By Jared Powell
Jared Powell is a senior from Canton, Mississippi
majoring in English and Religious Studies
If you follow college football, like most folks around here do, then you’ve surely heard a thing or two about the Oregon Ducks. Oregon has carved their place as one of the most successful college teams of the past five years with an imagined rivalry with the Tide (“We want Bama” anyone?), but they also make waves week in and week out with their jersey designs. The Ducks have been known to sport bright neon green and yellow getups in games past, but the designs for the October 10th matchup against Washington State branch off in a new direction—the overt creation of an origins narrative.
If you haven’t yet seen the jersey designs, check out the above tweet from “the official Twitter account of University of Oregon Athletics.” If we take a look at the details of the uniform, we can see Oregon and Nike working together to weave a particular origins narrative, which serves a particular purpose for the future. To start, Nike is calling this uniform the “Oregon Pioneers” look and it prominently features allusions to a narrative of American exploration in the region. The helmet logo shows the Oregon duck mascot alongside Lewis and Clark, all pointing off in the distance. The jerseys and helmet have topographical maps of the state and the Oregon Trail printed on them, with each jersey highlighting a unique area. There are several other specific features, which one can read here if interested, but they all work towards the same goal, aptly summed in the pictured tweet.

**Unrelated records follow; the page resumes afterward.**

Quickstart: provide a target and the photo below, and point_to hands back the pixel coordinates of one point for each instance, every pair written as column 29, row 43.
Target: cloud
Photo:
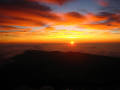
column 57, row 2
column 103, row 3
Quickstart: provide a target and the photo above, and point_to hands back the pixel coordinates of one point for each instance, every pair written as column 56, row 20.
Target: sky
column 59, row 21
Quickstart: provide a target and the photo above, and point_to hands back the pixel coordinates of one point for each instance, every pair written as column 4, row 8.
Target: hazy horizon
column 104, row 49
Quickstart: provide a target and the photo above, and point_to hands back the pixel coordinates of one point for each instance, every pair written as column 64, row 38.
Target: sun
column 72, row 43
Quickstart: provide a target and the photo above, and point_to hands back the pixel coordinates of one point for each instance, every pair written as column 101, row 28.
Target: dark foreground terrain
column 40, row 70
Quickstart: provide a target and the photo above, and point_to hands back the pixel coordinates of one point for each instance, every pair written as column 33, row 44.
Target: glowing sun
column 72, row 43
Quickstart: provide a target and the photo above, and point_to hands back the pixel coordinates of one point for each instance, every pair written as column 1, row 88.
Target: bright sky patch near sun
column 59, row 21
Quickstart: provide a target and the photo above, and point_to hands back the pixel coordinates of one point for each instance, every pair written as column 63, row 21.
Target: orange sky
column 43, row 25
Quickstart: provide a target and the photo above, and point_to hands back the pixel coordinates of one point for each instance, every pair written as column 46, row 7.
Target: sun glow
column 72, row 43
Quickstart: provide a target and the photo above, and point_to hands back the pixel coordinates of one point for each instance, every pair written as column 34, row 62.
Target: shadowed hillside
column 60, row 70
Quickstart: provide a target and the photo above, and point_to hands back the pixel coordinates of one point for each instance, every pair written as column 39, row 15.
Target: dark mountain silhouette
column 60, row 70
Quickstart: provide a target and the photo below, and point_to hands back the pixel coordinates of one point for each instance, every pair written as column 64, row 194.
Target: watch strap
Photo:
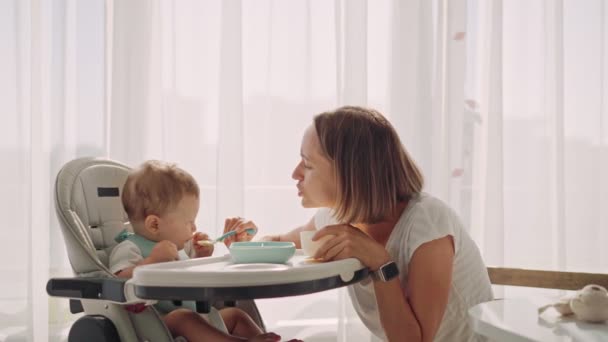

The jerseys call the players, coaches, fans, and students to build on the image of the trailblazing Lewis and Clark and the brave souls that traveled the dangerous Oregon Trail and use such images as the guiding light to a successful football season. Seems pretty cool, but how about the other pasts that are left out? After all, human history in Oregon doesn’t begin with Lewis and Clark, just like the history of the continent we now call North America doesn’t begin with Christopher Columbus or the Mayflower. Notice that the jerseys don’t tell the stories of the Native Americans in the region, for instance.
Of course, there are other teams that do choose to use the narratives, or at least a perceived narrative, of Native American origins as their inspiration. There’s the Florida State Seminoles, the Atlanta Braves, and who could forget the controversial Washington Redskins. But even much simpler logos and jersey ensembles can tell a narrative. For instance our beloved Tide rarely branches from the tried and true red shirt and white pants for home games. Why? Well, because it’s “tradition.” Quite clearly there’s more than just colors and clothes at play in these jerseys; there’s an origins narrative weaved into each thread.